Вот и проигрался Мишка. Всю свою вотчину на год вперед отдал во владение более удачливому игроку, все свои права. Хоть прямо сейчас, не дожидаясь октябрьского Ерофея, в спячку заваливайся. Да и завалился бы, вот только надобно было на Воздвиженье зверью своему последнее "прости" сказать. Пес его знает, как преемник с ними, тварями бессловесными обойдется. Может и погнать зайцев и белок вон из его леса. А за ними и лисы, и волки потянутся, да и прочее зверье. Останутся мыши, а какой с них прок, с мышей-то? Делать из них чучела?
Очень опечалился Торопанишка, но делать нечего. Карточный долг, говорят, долг чести. Пошел в обратный путь, да натолкнулся на попа. Попы, как известно, по лесам не ходят, у них там сей же момент болезнь разыгрывается, именуемая медвежьей. Особенно новые, модные в нынешних правящих кругах, что любят речи говорить о послушании и терпении, а также почитании очередного князя. Слэйвинские попы, что с них взять!
Но этот служитель культа возомнил о себе невесть что. Был он непотребно пьян, да, к тому же, непозволительно говорлив. Заклеймил позором какого-то местного колдуна, который умел лечить людей со всех окрестных деревень. Народ подчинился страстным проповедям, накостыляли по шее удивленному старику, а священник объявил его отлученным и вовсе — анафема. Анафема — это тоже мать порядка. Нельзя позволять каким-то людишкам справлять некие обряды, бормоча молитвы, причем на ребольском языке, или даже пистоярвском. Новые молитвы позволительны на новом языке. По барабану, что никто не понимает, рабы и не должны понимать.
Успех был замечательный, поп не мог себя не похвалить, да что там — нахвалиться не мог. Плевать, что сам своими речами ни одного человека от недуга не избавил, зато теперь никто мимо него не пройдет. Старик-то врачевал, почитай, бесплатно. А к нему, попу, страждущие с подношениями потянутся. Чем больше беда — тем круче плата за возможность донести ее до бога. Посредники, конечно, в этом деле не нужны, но вот усилители — обязательны.

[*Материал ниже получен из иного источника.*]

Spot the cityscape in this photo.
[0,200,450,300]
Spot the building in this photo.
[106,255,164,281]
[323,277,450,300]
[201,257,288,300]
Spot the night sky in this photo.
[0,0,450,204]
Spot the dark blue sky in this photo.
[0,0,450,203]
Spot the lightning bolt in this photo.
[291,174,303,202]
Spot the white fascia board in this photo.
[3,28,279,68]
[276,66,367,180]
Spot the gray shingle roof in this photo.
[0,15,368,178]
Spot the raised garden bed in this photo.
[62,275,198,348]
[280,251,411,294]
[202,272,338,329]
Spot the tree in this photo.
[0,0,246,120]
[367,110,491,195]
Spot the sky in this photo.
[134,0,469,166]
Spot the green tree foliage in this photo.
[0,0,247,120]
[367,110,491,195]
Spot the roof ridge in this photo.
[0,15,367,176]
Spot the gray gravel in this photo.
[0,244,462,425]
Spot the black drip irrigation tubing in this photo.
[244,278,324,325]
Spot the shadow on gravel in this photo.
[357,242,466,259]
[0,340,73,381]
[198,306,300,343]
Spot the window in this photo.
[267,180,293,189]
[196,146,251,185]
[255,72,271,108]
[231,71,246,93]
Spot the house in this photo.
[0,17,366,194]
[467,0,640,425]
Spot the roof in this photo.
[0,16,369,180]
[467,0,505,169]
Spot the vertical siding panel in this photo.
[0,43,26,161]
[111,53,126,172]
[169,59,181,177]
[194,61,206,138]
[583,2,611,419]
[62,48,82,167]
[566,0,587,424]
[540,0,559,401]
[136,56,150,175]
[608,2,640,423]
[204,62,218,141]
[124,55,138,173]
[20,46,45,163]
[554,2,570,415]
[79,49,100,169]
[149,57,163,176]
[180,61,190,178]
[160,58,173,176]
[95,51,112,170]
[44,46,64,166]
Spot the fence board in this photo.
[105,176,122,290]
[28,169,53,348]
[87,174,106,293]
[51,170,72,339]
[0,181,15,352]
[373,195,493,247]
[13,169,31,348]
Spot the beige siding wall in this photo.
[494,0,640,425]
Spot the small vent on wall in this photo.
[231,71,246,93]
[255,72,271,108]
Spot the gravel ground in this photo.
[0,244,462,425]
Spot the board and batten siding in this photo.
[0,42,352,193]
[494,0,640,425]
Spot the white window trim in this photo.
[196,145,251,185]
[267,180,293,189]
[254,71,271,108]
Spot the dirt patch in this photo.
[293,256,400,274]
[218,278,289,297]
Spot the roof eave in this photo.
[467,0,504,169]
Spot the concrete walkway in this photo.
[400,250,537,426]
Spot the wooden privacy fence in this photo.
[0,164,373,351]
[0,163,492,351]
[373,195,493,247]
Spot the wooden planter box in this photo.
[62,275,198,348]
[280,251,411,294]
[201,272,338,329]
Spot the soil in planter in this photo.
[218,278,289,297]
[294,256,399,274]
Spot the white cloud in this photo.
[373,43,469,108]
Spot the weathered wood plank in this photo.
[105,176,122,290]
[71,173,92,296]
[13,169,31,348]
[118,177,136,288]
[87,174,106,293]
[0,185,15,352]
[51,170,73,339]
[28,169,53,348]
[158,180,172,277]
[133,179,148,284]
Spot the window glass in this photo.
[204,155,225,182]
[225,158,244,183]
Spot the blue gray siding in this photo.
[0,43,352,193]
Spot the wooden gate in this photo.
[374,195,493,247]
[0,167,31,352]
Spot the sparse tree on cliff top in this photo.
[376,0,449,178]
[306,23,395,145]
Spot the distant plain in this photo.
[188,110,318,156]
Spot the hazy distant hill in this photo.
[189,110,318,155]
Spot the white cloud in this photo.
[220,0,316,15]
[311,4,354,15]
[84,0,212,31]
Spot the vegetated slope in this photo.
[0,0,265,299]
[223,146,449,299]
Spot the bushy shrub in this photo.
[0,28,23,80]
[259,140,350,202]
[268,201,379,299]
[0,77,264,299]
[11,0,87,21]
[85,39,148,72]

Поп шел по лесу и ругался самыми черными словами. Когда-то можно было себе позволить и душу отвести. Самое место — в лесу, никого нет поблизости. Да вот только мужичок вышел из-за сосны, весь мятый и взлохмаченный. И уха одного нету.
— Ты чего же безобразничаешь? — без лишних слов обратился тот к священнослужителю.
— Как ты смеешь без должного почтения? — заволновался поп.